In summary, the findings of this study can be distilled into the following key points:

  • NSC construction promotes local and surrounding area knowledge innovation.

  • The main mechanisms by which NSC promotes regional knowledge innovation include the increase in fiscal investment and talents in S&T (basic effect), the improvement of digital infrastructure (basic effect), as well as the enhancement of urban network centrality(network effect), and innovation efficiency(technology effect).

  • Geographical proximity, cooperation proximity, and digitization proximity constitute the main channels of policy spillover.

  • NSC has not shown a significant promoting effect on regional innovation convergence, and the radiation influence needs to be further improved.

  • Knowledge innovation effects of NSCs vary based on differences in urban knowledge orientation and scientific environments, with the treatment effects being notably pronounced in application innovation-oriented cities, exemplified by Shenzhen.

Policy implications

Firstly, considering the facilitating role of NSC in scientific knowledge production, it is necessary to enhance the supporting effect of LSRIs in scientific basic research and technological application research. While improving R&D efficiency, releasing the attraction of the large-scale scientific projects to innovative factors, and increasing the investment in S&T and the number of R&D personnel, improving urban digital infrastructure, and promoting the deep embedding of cities in scientific research collaboration networks.

Secondly, The study emphasizes the need to strengthen the policy spillover effect through various channels. This can be achieved by developing a city cluster strategy that coordinates the collaborative network of computing power within and around urban areas such as the Beijing-Tianjin-Hebei, Yangtze River Delta, and Greater Bay Area regions. For cities that have not yet established NSC, efforts should be made to optimize regional digital infrastructure and actively integrate into inter-regional cooperation networks, in order to create a favorable environment and basic conditions for cross-regional computing power scheduling, as well as to expand knowledge spillover in digitization and cooperation proximity.

Thirdly, given the weak promotion of NSC on regional knowledge innovation convergence, in the future, to strengthen the role of the national computing power hub as a connector and coordinator in the overall layout of the national computing power network, the computing infrastructure layout should be systematically optimized, with a focus on guiding the reasonable hierarchy for the layout of general data centers, supercomputing centers and intelligent computing centers. In this process, addressing the “computing power island” problem and expanding the influence of the center is an urgent issue that requires providing inter-city computing power collaboration and on-demand scheduling solutions.

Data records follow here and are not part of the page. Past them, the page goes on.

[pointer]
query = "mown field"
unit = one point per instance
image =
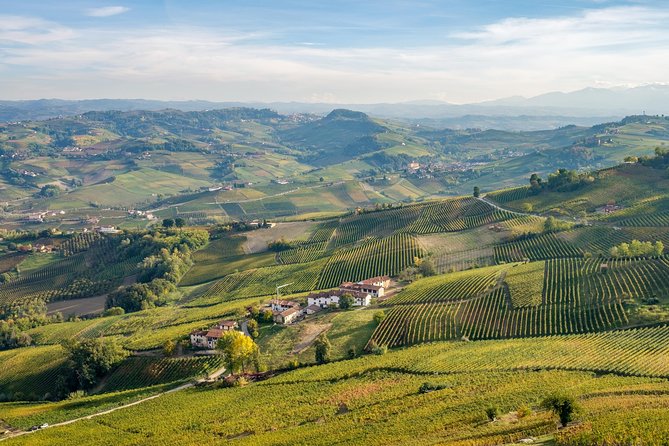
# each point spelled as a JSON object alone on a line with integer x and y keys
{"x": 609, "y": 373}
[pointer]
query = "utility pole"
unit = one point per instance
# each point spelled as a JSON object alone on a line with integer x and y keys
{"x": 278, "y": 287}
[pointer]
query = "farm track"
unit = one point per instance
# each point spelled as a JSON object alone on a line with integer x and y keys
{"x": 212, "y": 376}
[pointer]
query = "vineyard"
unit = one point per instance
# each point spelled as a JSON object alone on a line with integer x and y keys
{"x": 262, "y": 281}
{"x": 559, "y": 296}
{"x": 385, "y": 391}
{"x": 452, "y": 287}
{"x": 29, "y": 373}
{"x": 142, "y": 371}
{"x": 541, "y": 247}
{"x": 93, "y": 271}
{"x": 598, "y": 240}
{"x": 376, "y": 257}
{"x": 509, "y": 195}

Fourthly, the findings of this study reveal that the implementation of a place-based innovation policy, through the strategic establishment of NSCs in different regions, can effectively facilitate the growth of local knowledge creation. However, in order to achieve inter-regional convergence of knowledge, a concerted effort to refine inter-regional coordination mechanisms needs to be undertaken, simultaneously with the expansion of the centers. The limited yet positive contributions of NSCs also furnish valuable insights for other countries in the construction of LSRIs, digital infrastructure development, and implementation of place-based innovation policies. Particularly, in the selection of NSC locations, there should be consideration for regional disciplinary emphasis and the innovation environment, coupled with increased support for fundamental research.